Not too far from the new election office of Deora, although it might appear like a world removed, are the BDD chawls that spread across the neighbourhoods of Worli, Naigaon and Parel. Built by the colonial government after the plague outbreak in 1898, the 195 buildings that make it up houses the families of the working classes of the city’s old mills and docks, many of them Marathis, in cramped one-room homes. The original undivided Shiv Sena drew a lot of its political power from places like the BDD chawls in central Mumbai.
Kiran Mane is in his house in one of the BDD chawls, discussing the upcoming election in his constituency. “Aaditya Thackeray is seen like a rajkumar [prince] here [in the BDD chawls],” he says. “He is a Thackeray.

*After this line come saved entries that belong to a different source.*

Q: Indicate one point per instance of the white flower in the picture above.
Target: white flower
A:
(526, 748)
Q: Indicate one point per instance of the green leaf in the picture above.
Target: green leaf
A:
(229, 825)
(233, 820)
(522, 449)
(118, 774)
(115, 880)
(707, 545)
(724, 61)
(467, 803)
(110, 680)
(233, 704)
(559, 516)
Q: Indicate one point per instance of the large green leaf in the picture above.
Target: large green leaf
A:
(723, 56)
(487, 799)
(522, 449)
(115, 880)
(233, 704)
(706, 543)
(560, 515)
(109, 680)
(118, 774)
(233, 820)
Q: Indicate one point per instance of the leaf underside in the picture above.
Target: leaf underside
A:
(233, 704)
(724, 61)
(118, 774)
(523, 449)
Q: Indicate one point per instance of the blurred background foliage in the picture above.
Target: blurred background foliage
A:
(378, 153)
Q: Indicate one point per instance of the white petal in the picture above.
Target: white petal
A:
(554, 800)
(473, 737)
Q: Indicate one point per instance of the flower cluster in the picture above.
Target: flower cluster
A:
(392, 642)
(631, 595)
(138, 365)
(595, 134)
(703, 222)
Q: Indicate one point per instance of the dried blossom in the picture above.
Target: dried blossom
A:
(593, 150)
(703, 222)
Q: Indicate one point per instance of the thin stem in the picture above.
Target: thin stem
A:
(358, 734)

He won the last time, and his party always wins from here. Most of us here know Milind Deora too, from his earlier stints as an MP from Mumbai South, and he has a lot of goodwill here. But whether he can challenge Aaditya, who can tell. ” Mane is a well-known figure in the locality. Born here, with a grandfather and father who were mill workers, he serves as the general secretary of a group (Akhil BDD Chawl Bhadekaru Haqq Sanrakshan Samiti) that has been campaigning for redevelopment of the chawls. These buildings have languished in a decrepit condition, and the demands for its redevelopment have been going on for over two decades. Although there are still many complications ahead, after decades now, the redevelopment of this locality is finally coming into shape. The chawls are being redeveloped in phases, with the first two buildings, 40 storeys high, expected to be completed by January next year. Another six buildings, Mane says, should be ready by around June.
With elections approaching, both sets of political parties have been quick to seek credit, with those in the ruling party claiming it was the Devendra Fadnavis-led government that pushed for its redevelopment when he was the chief minister earlier and Shinde who ensured it went ahead when he assumed power, and those in the Opposition camp pointing it was Thackeray who revived the project when he became chief minister after Fadnavis.
Mane is all chuckles as he recounts these contests over who is responsible for the project. According to him, there are still many challenges that need to be surmounted, and whatever redevelopment appears to be taking place, should have in fact occurred decades ago. And then he lowers his voice as he considers who among the candidates has the edge in the election. “All I can say is it won’t be easy for Aaditya,” he says.